Having lost your heart and kind eyes has ripped the joy from my life.
I miss your thoughts, apoplectic your looks, malady and your voice.
I miss the illusion of friendship that your presence bore.
Friends, check I thought we were until your eyes cast me aside.
Cast my heart from the warmth of your smile like it was never there.
Pain is now what resides in my heart.
Pain because I have lost you.
Despair and shadows now fill my days.
My broken heart threatens to choke me because I have lost you.
The Angels of Kindness and Compassion walk with me and help to console me.
Their kindness and tender hearts ease my days.
Their soft touch and soothing words help me to forget, at least for a small time.
They help to keep back the tears, and shadows of despair.
Their presence helps to ease the pain, but there is only so much that can be
done for my broken heart.
A broken heart is not easily healed. A heart once broke may never be fully healed.
Not like new. Not without the scars of the pain felt. Not without the scars of unkind words.
Not without the past being ever present in the pain and memories of what was had, and lost.
If words of redemption and sorrow were offered the scars would still remain.
This loss is threatening to consume me and devour me whole.

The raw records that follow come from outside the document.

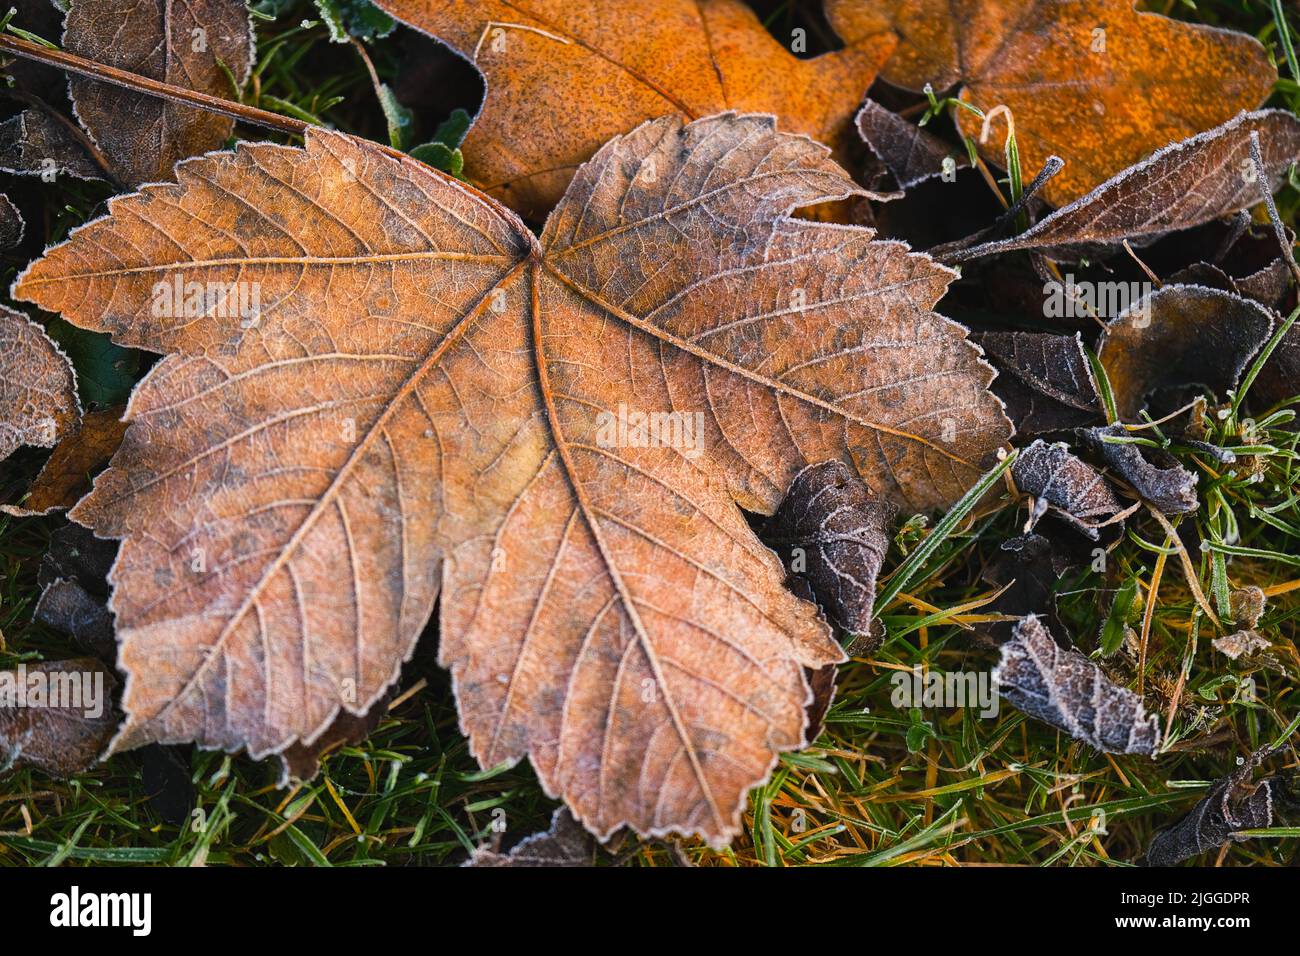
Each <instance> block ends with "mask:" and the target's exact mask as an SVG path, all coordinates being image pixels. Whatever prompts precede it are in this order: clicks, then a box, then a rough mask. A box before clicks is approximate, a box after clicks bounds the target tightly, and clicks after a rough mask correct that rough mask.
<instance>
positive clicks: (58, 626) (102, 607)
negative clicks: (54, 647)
mask: <svg viewBox="0 0 1300 956" xmlns="http://www.w3.org/2000/svg"><path fill="white" fill-rule="evenodd" d="M31 617H32V619H34V620H38V622H40V623H42V624H45V626H47V627H52V628H55V630H56V631H60V632H62V633H66V635H69V636H70V637H72V639H73V640H74V641H75V643H77V645H78V646H79V648H81V649H82V650H85V652H86V653H88V654H92V656H95V657H98V658H100V659H103V661H113V658H114V657H116V653H117V640H116V637H114V635H113V615H112V614H109V613H108V607H105V606H104V598H101V597H100V598H96V597H92V596H91V594H90V593H88V592H87V591H86V589H85V588H83V587H82V585H81V584H78V583H77V581H75V580H68V579H65V578H60V579H57V580H55V581H51V583H49V584H47V585H45V589H44V591H43V592H42V593H40V600H39V601H36V607H35V609H34V610H32V613H31Z"/></svg>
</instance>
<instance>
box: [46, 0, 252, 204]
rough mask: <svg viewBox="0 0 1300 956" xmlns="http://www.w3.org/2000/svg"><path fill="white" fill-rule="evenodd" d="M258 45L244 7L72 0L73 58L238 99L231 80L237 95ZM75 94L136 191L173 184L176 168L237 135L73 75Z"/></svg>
mask: <svg viewBox="0 0 1300 956" xmlns="http://www.w3.org/2000/svg"><path fill="white" fill-rule="evenodd" d="M252 43H253V40H252V30H251V27H250V25H248V9H247V7H246V5H244V3H243V0H183V1H181V0H74V3H73V4H72V9H70V10H69V12H68V20H66V22H65V29H64V47H65V48H66V49H68V51H69V52H72V53H77V55H79V56H85V57H87V59H90V60H95V61H98V62H101V64H107V65H108V66H117V68H118V69H123V70H130V72H131V73H140V74H143V75H146V77H151V78H152V79H161V81H165V82H168V83H173V85H174V86H183V87H188V88H190V90H198V91H200V92H208V94H212V95H214V96H226V98H231V99H233V98H234V96H235V91H234V90H231V88H230V77H234V81H235V82H237V83H239V85H240V86H242V85H243V82H244V81H246V79H247V78H248V70H250V68H251V66H252V59H253V52H252ZM222 66H224V68H225V69H222ZM226 70H229V75H227V73H226ZM69 94H70V95H72V99H73V107H74V108H75V111H77V118H78V120H81V122H82V125H83V126H85V127H86V131H87V133H88V134H90V137H91V139H94V140H95V143H96V144H98V146H99V148H100V150H101V151H103V152H104V155H105V156H107V157H108V160H109V163H110V164H112V166H113V172H116V173H117V176H118V178H121V179H122V181H123V182H126V183H130V185H133V186H136V185H140V183H144V182H159V181H161V179H170V178H172V166H173V165H174V164H175V161H177V160H182V159H185V157H187V156H195V155H198V153H201V152H207V151H208V150H216V148H218V147H220V146H222V144H224V143H225V142H226V138H227V137H229V135H230V130H231V129H233V127H234V122H233V121H231V120H229V118H226V117H222V116H217V114H216V113H209V112H204V111H201V109H194V108H192V107H181V105H177V104H174V103H170V101H168V100H162V99H159V98H156V96H147V95H143V94H138V92H133V91H130V90H123V88H122V87H118V86H112V85H109V83H99V82H95V81H94V79H87V78H85V77H79V75H75V74H74V75H72V77H70V78H69Z"/></svg>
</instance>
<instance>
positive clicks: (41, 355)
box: [0, 306, 81, 460]
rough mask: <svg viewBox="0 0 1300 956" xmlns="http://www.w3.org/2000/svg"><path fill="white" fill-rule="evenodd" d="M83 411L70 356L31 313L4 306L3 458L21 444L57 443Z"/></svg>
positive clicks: (3, 458)
mask: <svg viewBox="0 0 1300 956" xmlns="http://www.w3.org/2000/svg"><path fill="white" fill-rule="evenodd" d="M79 415H81V403H79V402H78V399H77V380H75V377H74V376H73V367H72V364H70V363H69V362H68V356H66V355H64V352H62V351H61V350H60V349H59V346H57V345H55V343H53V342H52V341H51V339H49V336H47V334H45V330H44V329H42V328H40V326H39V325H36V324H35V323H34V321H31V320H30V319H27V316H25V315H22V313H19V312H14V311H13V310H12V308H5V307H4V306H0V460H4V459H5V458H8V457H9V455H10V454H13V451H14V450H16V449H17V447H18V446H19V445H35V446H38V447H47V449H48V447H53V446H55V444H56V442H57V441H59V438H60V437H61V436H62V434H64V433H65V432H66V431H68V429H69V428H72V427H73V425H75V423H77V418H78V416H79Z"/></svg>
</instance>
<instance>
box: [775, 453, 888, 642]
mask: <svg viewBox="0 0 1300 956" xmlns="http://www.w3.org/2000/svg"><path fill="white" fill-rule="evenodd" d="M897 516H898V509H897V506H894V505H893V503H891V502H888V501H885V499H883V498H879V497H876V496H875V494H872V493H871V489H870V488H867V486H866V485H865V484H863V483H862V481H861V479H858V476H857V475H854V473H853V470H852V468H850V467H849V466H846V464H845V463H844V462H840V460H837V459H832V460H829V462H819V463H816V464H810V466H807V467H806V468H803V470H802V471H801V472H800V473H798V475H796V476H794V480H793V481H792V483H790V490H789V492H787V494H785V499H784V501H783V502H781V506H780V507H779V509H777V510H776V514H775V515H772V518H771V519H770V520H768V522H767V524H766V525H764V528H763V532H762V537H763V540H764V541H766V542H767V544H768V545H770V546H771V548H774V549H775V550H776V553H777V554H780V555H781V561H784V562H785V566H787V568H788V570H789V571H790V574H794V575H798V576H801V578H803V579H805V580H807V583H809V584H810V585H811V588H813V593H814V594H815V596H816V600H818V604H822V605H824V606H826V609H827V611H828V613H829V614H831V617H832V618H833V619H835V620H837V622H839V623H840V624H841V626H842V627H844V628H845V630H846V631H848V632H849V633H853V635H863V633H868V632H870V631H871V607H872V604H874V602H875V598H876V575H878V574H879V572H880V564H881V563H883V562H884V559H885V554H887V553H888V551H889V538H891V536H892V531H893V523H894V519H896V518H897Z"/></svg>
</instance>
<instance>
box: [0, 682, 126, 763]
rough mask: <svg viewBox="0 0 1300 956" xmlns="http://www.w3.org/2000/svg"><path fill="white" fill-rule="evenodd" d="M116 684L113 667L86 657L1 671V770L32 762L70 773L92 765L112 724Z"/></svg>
mask: <svg viewBox="0 0 1300 956" xmlns="http://www.w3.org/2000/svg"><path fill="white" fill-rule="evenodd" d="M116 687H117V678H116V676H114V675H113V672H112V671H110V670H108V669H107V667H105V666H104V665H103V663H100V662H99V661H96V659H94V658H90V657H78V658H73V659H70V661H49V662H44V663H23V665H19V666H18V667H17V669H16V670H8V671H0V771H4V770H9V769H10V767H22V766H31V767H38V769H40V770H44V771H45V773H48V774H53V775H55V777H72V775H73V774H78V773H81V771H82V770H86V769H87V767H90V766H91V765H94V763H95V761H98V760H99V757H100V754H101V753H103V750H104V748H105V747H107V745H108V741H109V739H110V737H112V736H113V730H114V728H116V727H117V713H116V711H114V710H113V689H114V688H116Z"/></svg>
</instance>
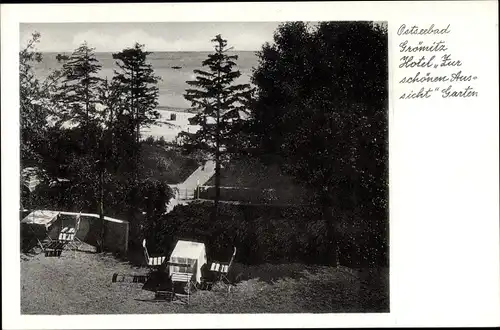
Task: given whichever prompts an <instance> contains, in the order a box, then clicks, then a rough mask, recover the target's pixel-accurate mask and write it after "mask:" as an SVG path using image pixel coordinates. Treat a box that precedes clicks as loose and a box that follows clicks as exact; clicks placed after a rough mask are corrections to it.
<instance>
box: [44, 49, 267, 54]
mask: <svg viewBox="0 0 500 330" xmlns="http://www.w3.org/2000/svg"><path fill="white" fill-rule="evenodd" d="M122 50H123V49H121V50H106V51H102V50H100V51H97V50H96V51H94V53H115V52H121V51H122ZM73 51H74V50H39V51H38V52H40V53H72V52H73ZM146 51H148V52H153V53H159V52H164V53H209V52H213V51H214V50H213V49H212V50H149V49H146ZM230 51H231V52H259V51H261V49H257V50H237V49H235V50H230Z"/></svg>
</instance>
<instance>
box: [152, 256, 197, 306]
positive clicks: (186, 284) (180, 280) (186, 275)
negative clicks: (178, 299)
mask: <svg viewBox="0 0 500 330" xmlns="http://www.w3.org/2000/svg"><path fill="white" fill-rule="evenodd" d="M167 264H168V266H177V267H181V268H184V269H186V270H187V271H174V272H172V273H171V274H170V281H171V282H172V291H171V300H172V301H174V299H175V297H177V296H187V304H188V305H189V303H190V296H191V287H193V288H194V289H196V283H195V282H193V276H194V273H193V270H192V265H190V264H181V263H174V262H167ZM179 284H180V285H184V288H186V290H185V292H186V294H181V293H176V292H175V288H176V285H179ZM163 294H165V293H164V292H158V293H157V296H158V295H163Z"/></svg>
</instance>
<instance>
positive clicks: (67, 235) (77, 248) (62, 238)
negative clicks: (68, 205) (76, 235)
mask: <svg viewBox="0 0 500 330" xmlns="http://www.w3.org/2000/svg"><path fill="white" fill-rule="evenodd" d="M80 218H81V213H80V214H78V215H77V217H76V222H75V225H74V226H71V225H70V226H64V225H63V224H61V231H60V232H59V236H58V238H57V240H58V242H60V243H63V244H64V245H65V246H71V247H72V248H73V249H74V250H77V249H78V244H77V242H80V243H81V241H80V240H79V239H78V238H77V237H76V234H77V233H78V230H79V229H80Z"/></svg>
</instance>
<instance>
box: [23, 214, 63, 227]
mask: <svg viewBox="0 0 500 330" xmlns="http://www.w3.org/2000/svg"><path fill="white" fill-rule="evenodd" d="M59 214H60V212H58V211H44V210H37V211H33V212H31V213H30V214H28V215H27V216H26V217H25V218H24V219H23V220H21V223H22V224H27V225H37V226H44V227H45V229H48V228H49V227H50V226H51V225H52V224H53V223H54V222H55V221H56V220H57V219H58V218H59Z"/></svg>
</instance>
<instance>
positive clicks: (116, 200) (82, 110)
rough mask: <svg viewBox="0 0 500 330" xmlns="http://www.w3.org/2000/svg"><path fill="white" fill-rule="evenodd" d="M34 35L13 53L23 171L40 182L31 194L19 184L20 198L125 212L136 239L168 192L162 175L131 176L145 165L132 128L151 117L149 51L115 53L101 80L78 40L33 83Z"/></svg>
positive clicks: (171, 191) (131, 228) (47, 202)
mask: <svg viewBox="0 0 500 330" xmlns="http://www.w3.org/2000/svg"><path fill="white" fill-rule="evenodd" d="M39 38H40V35H39V34H38V33H35V34H34V35H33V39H32V40H31V41H30V42H29V43H28V45H27V47H26V48H25V49H23V50H22V51H21V52H20V72H21V75H20V85H21V86H20V91H21V104H20V106H21V146H22V153H21V164H22V170H26V169H27V168H30V167H31V169H29V170H30V171H32V172H33V171H34V172H38V173H39V175H38V177H39V179H40V180H41V183H40V184H39V185H38V187H37V189H36V190H35V191H33V192H30V191H29V189H27V187H25V186H24V187H23V189H22V192H23V193H22V196H21V204H22V206H23V207H26V208H31V209H32V208H49V209H52V208H54V209H59V210H67V211H82V212H89V213H99V214H106V215H108V216H115V217H121V218H124V219H126V220H128V221H129V222H130V223H131V226H130V230H131V232H130V233H131V237H130V241H131V242H132V243H137V242H139V240H140V238H141V237H142V236H144V234H145V230H150V227H151V226H150V222H153V221H154V220H153V219H156V218H158V215H159V214H161V213H162V212H164V211H165V207H166V204H167V203H168V201H169V200H170V198H171V197H172V196H173V192H172V190H171V189H170V187H169V186H168V185H167V184H166V183H165V182H164V181H161V180H158V179H154V178H152V179H149V178H143V177H139V176H138V175H137V174H138V172H139V171H140V170H141V169H142V168H143V167H144V163H143V161H142V159H140V158H139V157H138V155H139V154H140V153H141V149H142V143H140V141H139V135H138V134H139V128H140V127H141V126H143V125H148V124H151V123H152V122H154V120H155V118H157V117H158V114H157V112H156V110H155V109H156V105H157V98H158V87H157V85H156V84H157V82H158V79H157V77H156V76H154V74H153V70H152V67H151V66H150V64H148V63H147V56H148V55H149V54H150V53H149V52H145V51H144V50H143V49H142V48H143V46H142V45H138V44H136V45H135V47H134V48H131V49H125V50H123V51H122V52H119V53H117V54H114V58H115V59H116V60H117V65H118V68H119V70H117V72H116V74H115V76H114V77H112V79H111V81H108V80H107V79H106V80H103V79H101V78H99V76H98V73H99V70H100V68H101V65H100V64H99V62H98V60H97V59H96V57H95V53H94V49H93V48H91V47H89V46H88V45H87V44H86V43H84V44H82V45H81V46H79V47H78V48H77V49H76V50H75V51H74V52H73V53H72V55H71V56H69V57H68V58H67V59H65V60H64V63H63V66H62V69H61V71H60V72H57V71H56V72H53V73H51V74H50V75H49V78H47V80H45V81H43V82H40V81H39V80H38V78H37V77H36V75H35V74H34V69H33V63H34V61H41V60H42V54H41V53H39V52H37V51H36V47H35V46H36V43H37V42H38V41H39ZM61 61H62V59H61ZM134 174H136V175H134ZM60 178H63V179H64V180H61V179H60ZM101 235H104V233H101ZM99 245H101V244H99Z"/></svg>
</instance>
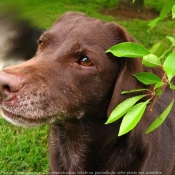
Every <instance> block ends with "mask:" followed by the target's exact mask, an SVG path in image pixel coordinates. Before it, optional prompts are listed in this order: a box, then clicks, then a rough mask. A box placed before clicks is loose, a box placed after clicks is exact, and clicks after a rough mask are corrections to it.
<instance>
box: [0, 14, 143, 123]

It is hard to think, to live, to find any joy in the company of friends and family.
They offer the heart felt words of support and love, but they do not help to ease my pain.
The things that brought me joy before do not bring me happiness now.
I have lost you, the joy in my life. I have lost you.
Both of you brought joy and sunlight into my life.
Gave me hope and happiness. Gave me kind words and bright smiles.
Gave me warm thoughts and a warm touch.
Cold is all that I feel now. Cold is all that I feel from you.
Cold because my heart is no longer warmed by your smile and thoughts.
Cold because your words and touch are no longer warm.
Cold because I walk in the darkness and shadows of my memories.
The shadows of the happiness that I had with you.
I walk through the darkness of my days, and the shadows haunt me and taunt me.
Haunt me with the past. Haunt me with the memories of what we were.
Taunted by the kind words that were said.
I remember them well, but now the warm words leave behind coldness and tears.
These memories leave me with anger and frustration, tears and pain.
I am haunted by my loss and wondering why.
Why do I feel this way? Why do I deserve this?
What have I done that is so horrible that I deserve to walk with this darkness and pain?
Why is it that I the joy in my life has cast me aside to need me no longer?
Why is it that I still need them? Why is it that I am feeling the pain?
Why is that I mean so little to you. Why is it that you do not see my tears and my pain.
Why is it that my tears and pain do not matter? Why is it that you do not care?
Why is it? I do not understand. I do not understand.